Szemináriumok

Non-fermi liquids, fixed point collisions, and tensorial order

Időpont: 
2017. 05. 16. 14:15
Hely: 
Building F, Entrance III, seminar room of Department of Theoretical Physics
Előadó: 
Igor F. Herbut

Speaker: Igor F. Herbut (Simon Fraser University)

Title: Non-fermi liquids, fixed point collisions, and tensorial order in grey tin and in some popular field theories

Abstract: Abrikosov proposed in 1974 that a 3D electronic system with its fermi level at the point of quadratic band crossing, as in the (spin-orbit coupled) gray tin or mercury telluride, should represent the simplest non-fermi liquid, due to the common long-range Coulomb interaction between particles. I will review this idea and discuss how a non-fermi liquid ground state may be unstable to ordering via the mechanism of "fixed-point collision". This mechanism, with its concomitant hierarchy of scales, may also be identified as the culprit behind the notorious dynamical chiral symmetry breaking in the three dimensional electrodynamics, known as the effective theory of several strongly interacting condensed matter systems and as a favorite toy model of particle theorists. Some further applications of the nematic order parameters, possibly relevant  to gray tin or iridates, in the current search for higher-dimensional interacting field theories will also be mentioned.
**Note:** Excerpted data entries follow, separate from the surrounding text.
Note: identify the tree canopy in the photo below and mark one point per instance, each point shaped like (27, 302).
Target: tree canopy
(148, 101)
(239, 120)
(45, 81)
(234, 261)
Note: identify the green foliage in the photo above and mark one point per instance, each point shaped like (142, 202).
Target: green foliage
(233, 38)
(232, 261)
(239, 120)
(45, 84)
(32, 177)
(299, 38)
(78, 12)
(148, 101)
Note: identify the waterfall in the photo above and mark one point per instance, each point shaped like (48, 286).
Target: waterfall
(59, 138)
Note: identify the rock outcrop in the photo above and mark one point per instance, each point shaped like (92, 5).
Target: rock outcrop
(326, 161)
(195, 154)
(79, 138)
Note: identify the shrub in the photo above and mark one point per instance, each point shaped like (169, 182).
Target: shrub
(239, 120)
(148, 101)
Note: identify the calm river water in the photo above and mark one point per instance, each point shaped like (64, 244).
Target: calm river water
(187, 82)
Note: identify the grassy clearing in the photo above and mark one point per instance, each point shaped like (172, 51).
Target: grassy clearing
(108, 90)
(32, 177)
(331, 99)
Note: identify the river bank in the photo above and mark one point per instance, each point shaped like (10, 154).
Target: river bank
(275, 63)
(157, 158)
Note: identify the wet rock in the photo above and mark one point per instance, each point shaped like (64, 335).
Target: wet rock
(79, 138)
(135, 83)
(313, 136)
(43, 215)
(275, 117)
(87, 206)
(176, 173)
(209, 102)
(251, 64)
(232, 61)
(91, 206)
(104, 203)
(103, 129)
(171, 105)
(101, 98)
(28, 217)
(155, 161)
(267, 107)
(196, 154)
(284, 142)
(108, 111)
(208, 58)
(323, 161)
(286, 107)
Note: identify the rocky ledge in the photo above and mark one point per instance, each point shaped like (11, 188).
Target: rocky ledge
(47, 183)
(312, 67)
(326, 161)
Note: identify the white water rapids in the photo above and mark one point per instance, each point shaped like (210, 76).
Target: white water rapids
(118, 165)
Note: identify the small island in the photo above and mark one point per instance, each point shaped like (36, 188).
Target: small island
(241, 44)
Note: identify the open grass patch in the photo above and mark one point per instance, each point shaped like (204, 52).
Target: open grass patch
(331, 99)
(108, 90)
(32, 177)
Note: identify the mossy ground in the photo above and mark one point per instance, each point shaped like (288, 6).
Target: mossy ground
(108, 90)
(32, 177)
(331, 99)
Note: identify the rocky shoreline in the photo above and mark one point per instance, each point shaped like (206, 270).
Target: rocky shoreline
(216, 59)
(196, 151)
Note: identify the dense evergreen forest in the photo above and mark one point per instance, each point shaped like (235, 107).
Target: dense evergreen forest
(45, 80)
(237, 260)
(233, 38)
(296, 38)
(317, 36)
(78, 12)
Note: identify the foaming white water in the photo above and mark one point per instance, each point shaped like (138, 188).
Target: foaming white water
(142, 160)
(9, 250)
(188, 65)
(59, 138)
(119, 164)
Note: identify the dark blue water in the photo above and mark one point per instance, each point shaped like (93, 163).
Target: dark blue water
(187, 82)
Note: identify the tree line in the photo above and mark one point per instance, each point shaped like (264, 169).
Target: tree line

Operator hydrodinamics and entanglement growth

Időpont: 
2017. 06. 01. 14:15
Hely: 
Building F, Entrance III, seminar room of Department of Theoretical Physics
Előadó: 
TIbor Rakovszky (TU München)

Title:

"Operator hydrodynamics, OTOCs, and entanglement growth in systems without conservation laws"

Abstract:

"The scrambling of quantum information and so-called 'many-body quantum chaos' are the subject of much recent study from the perspective of lattice Hamiltonians (i.e. spin chains), quantum field theory and holography. A quantity of interest, proposed to measure such quantum chaotic effects, is the out-of-time-order correlator (OTOC), which exhibits an analogue of the classical Lyapunov exponent in certain systems, such as large N field theories and the Sachdev-Ye-Kitaev model. Much less is known about the spreading of quantum information in lattice systems with locally bounded Hilbert spaces and local interactions. Here we investigate this question in one-dimensional spin chains evolving under random local unitary circuits and prove a number of exact results on the behavior of OTOCs and the growth of entanglement in this setting. These results follow from the observation that the spreading of operators in random circuits is described by a "hydrodynamical'' equation of motion, despite the fact that random unitary circuits do not have locally conserved quantities (e.g., no conserved energy). In this hydrodynamic picture quantum information travels in a front with a `butterfly velocity' that is smaller than the light cone velocity of the system, while the front itself broadens diffusively in time. The OTOC increases sharply after the arrival of the light cone, but we do not observe a prolonged exponential regime for any fixed Lyapunov exponent. We find that the diffusive broadening of the front also has important consequences for entanglement growth, leading to an entanglement velocity that can be significantly smaller than the butterfly velocity. We conjecture that the hydrodynamical description captures certain universal properties of more generic ergodic systems and support this by verifying numerically that the diffusive broadening of the operator wavefront also holds in a more traditional non-random Floquet spin-chain. We also compare our results to Clifford circuits, which have less rich hydrodynamics and consequently trivial OTOC behavior, but which can nevertheless exhibit linear entanglement growth and thermalization."